Hydraulic balancing, disable single room control?

  • Erstellt am 2020-10-06 12:15:44

Golfi90

2020-10-06 12:15:44
  • #1
Hello everyone! Since the heating season is slowly but surely starting again, I wanted to gradually start adjusting our heating system (Viessmann Vitodens 200W 13 KW). We built a KFW 55 house with underfloor heating.

Now I keep reading about the hydraulic balancing. I would like to check and readjust it! Our heating installer was very diligent... but no more than that! That’s why I want to check everything myself.
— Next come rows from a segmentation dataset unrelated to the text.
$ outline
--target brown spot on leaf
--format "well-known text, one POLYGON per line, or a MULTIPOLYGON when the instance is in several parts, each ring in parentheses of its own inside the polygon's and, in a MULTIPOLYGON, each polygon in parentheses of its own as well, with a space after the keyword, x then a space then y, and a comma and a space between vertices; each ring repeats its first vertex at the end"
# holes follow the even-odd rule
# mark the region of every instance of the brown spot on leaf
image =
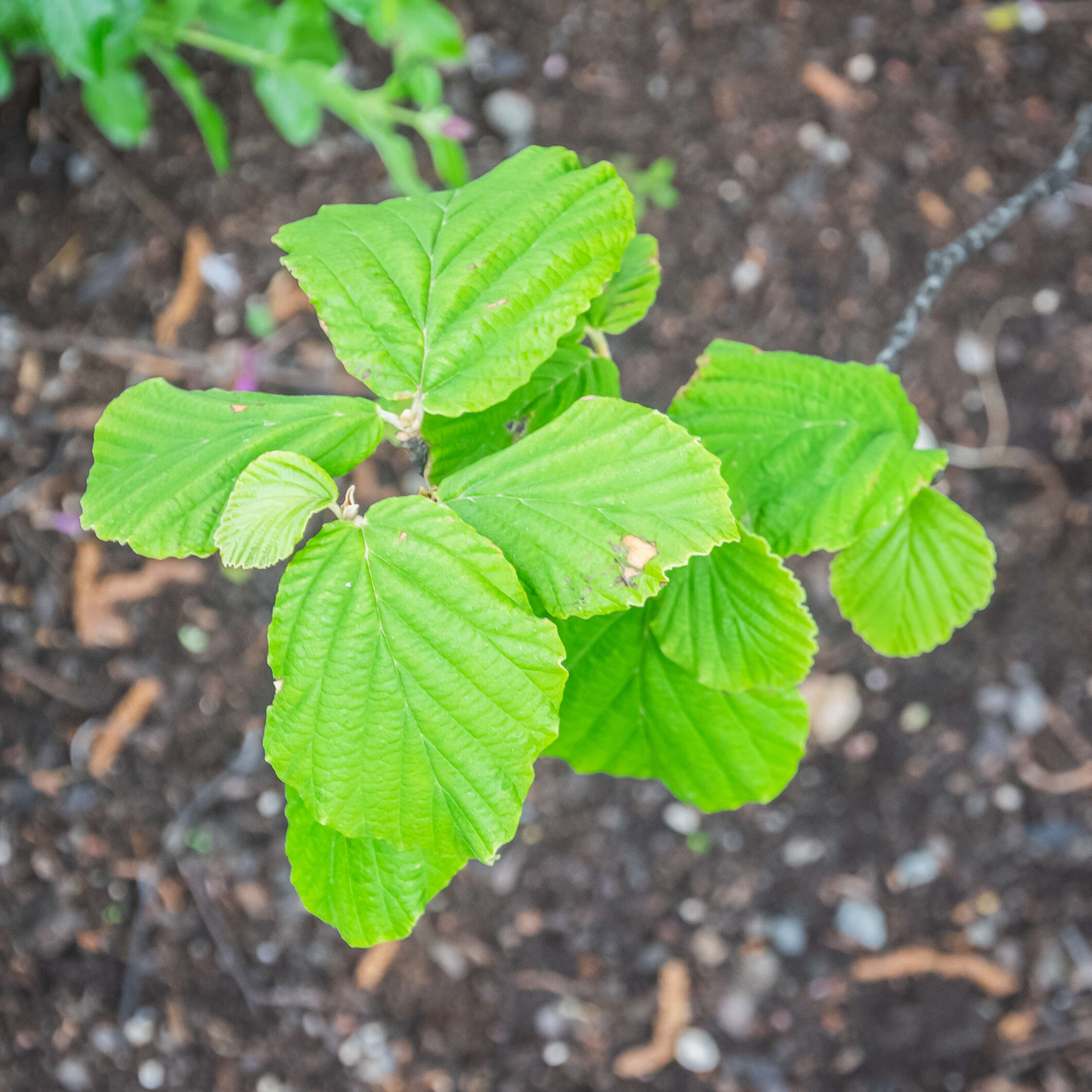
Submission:
POLYGON ((630 573, 627 569, 633 569, 633 577, 643 569, 658 553, 654 543, 645 542, 639 535, 622 535, 621 544, 629 551, 626 556, 626 568, 622 570, 627 580, 630 573))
How do I adjust the hydraulic balancing? I set all room thermostats to full power (room temperature for example 30 degrees) and then I look at the “sight glasses” on the hydraulic balancing valve and bring them all to the same flow, or have I misunderstood something?

Since we have a weather-compensated system, does that matter?
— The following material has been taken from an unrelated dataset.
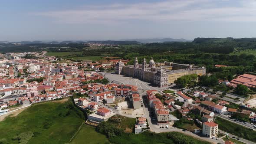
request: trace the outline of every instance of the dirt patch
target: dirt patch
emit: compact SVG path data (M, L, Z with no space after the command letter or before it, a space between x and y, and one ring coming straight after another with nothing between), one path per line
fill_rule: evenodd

If the balancing is correctly set, how do I proceed?

I would like to deactivate the ERR. How do I do that? Can I simply unplug the motors? Are they then fully open?

If the ERR is deactivated (however that works...) how do I then control the room temperature? Solely by the heating circuit flow (or return?!) temperature of the heating system?
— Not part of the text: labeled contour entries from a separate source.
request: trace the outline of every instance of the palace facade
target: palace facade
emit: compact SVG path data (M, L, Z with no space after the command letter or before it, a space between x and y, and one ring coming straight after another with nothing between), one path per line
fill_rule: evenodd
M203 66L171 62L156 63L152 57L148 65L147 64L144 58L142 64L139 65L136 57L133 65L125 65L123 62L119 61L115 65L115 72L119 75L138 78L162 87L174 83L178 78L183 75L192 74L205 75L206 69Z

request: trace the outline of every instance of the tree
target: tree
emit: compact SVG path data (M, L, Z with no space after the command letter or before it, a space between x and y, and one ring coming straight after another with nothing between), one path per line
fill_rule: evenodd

I would like to keep the weather-compensated control (is that possible?!). Then theoretically I would have to adjust everything else by the heating curve, right? How does that work?

It would be great if you experts could give me some guidance.
 

tomtom79

2020-10-06 12:39:19
  • #2
Basically write down all current values.

Then shut down all err.

Deactivate additional heaters.

Lower the heating curve on the heater until it gets cold; this will probably happen first in the bathroom.

Currently, 30/24/0 will probably be sufficient.

Then reduce the flow on the Tacos until the desired temperatures are reached in the rooms.

Be careful, multiple heating circuits can be responsible for one room.

Check this procedure daily to exclude solar heat input.

Make sure that the minimum flow rate of the heating system is not undershot; it is stated in the data sheet.

If you have enough flow, you can reduce the power on the heating circulation pump.

This is roughly how to proceed.

If that works, write down the return temperature over time; after about 2 minutes, the supply temperature must not yet be reached, etc.

You need to try to increase this supply-return spread in order to achieve high heat output.
 

tomtom79

2020-10-06 12:43:26
  • #3
Normally it’s written on them, NC means normally closed without power, so you have to lift them. Until recently, I also just turned the controllers fully up because I wasn’t sure. not at all, I haven’t touched them for months. What else should that be than a heating curve that says at 10 degrees the return flow should be e.g. 25 degrees? But 13 kW is quite a lot but normal for a gas heating system?
 

Mycraft

2020-10-06 13:03:15
  • #4
Ah another one I think we’ll have to start a support group or a FAQ here soon.

Quite a few things have already been said.

But my advice to you: Don’t do it (yet) and wait until it gets cooler. At the moment the temperatures outside are still going up and down, you’ll do more harm by fiddling with it than good.


Well yes, nowadays every new build usually has that. That was basically assumed here. But just as a side note.


The best thing is to simply take them off completely.


Actually not at all, the boiler does that for you. Once you have everything set correctly, you will always have stable temperatures in the rooms. Maybe a bit more or less than X degrees, just as you set it. The temperature you want to reach is set by the flow rate, but be very careful and only adjust minimally. One full turn can possibly be far too much. So leave everything as it is without the actuators for a few days and observe. But wait a week or two longer. It’s still too warm outside.


Yes, it is, but it also modulates down just like a heat pump. Just not as far down... but it doesn’t have to.


I top that, haven’t touched mine in 8 years.
 

Stefan890

2020-10-06 14:03:50
  • #5
I have the same condensing boiler and the heating technician left all settings at standard. Then I adjusted the heating curve myself. However, I haven't been able to test it yet due to insufficiently warm temperatures.

I also noticed that the boiler cycles too frequently. For better monitoring, I installed on-wire sensors on the supply and return lines. Here is an excerpt from March of this year. The problem is certainly also that the heating system does not know the current heat demand. Possibly I could also lock the boiler (potential contact or similar) with my own logic?

I definitely still need to perform the hydraulic balancing.
 

Musketier

2020-10-06 14:06:04
  • #6


Although it must be said that what works in cold weather does not necessarily have to work during the transition period.
By default, a slope of 0.3 was set for me.
I also started adjusting in autumn and managed it well. In winter it was then much too warm. So I set the heating curve lower until it fit again. In spring it was then too cold again. I then went down to 0.2 and shifted the height a bit and then it worked in the following year as well, so that I completely deactivated the ERR. I think in that year my wife cursed me ops:, because I forbade her to mess with the remaining ERR.

In my opinion, it is a process of approximation and no heating engineer can do that for you.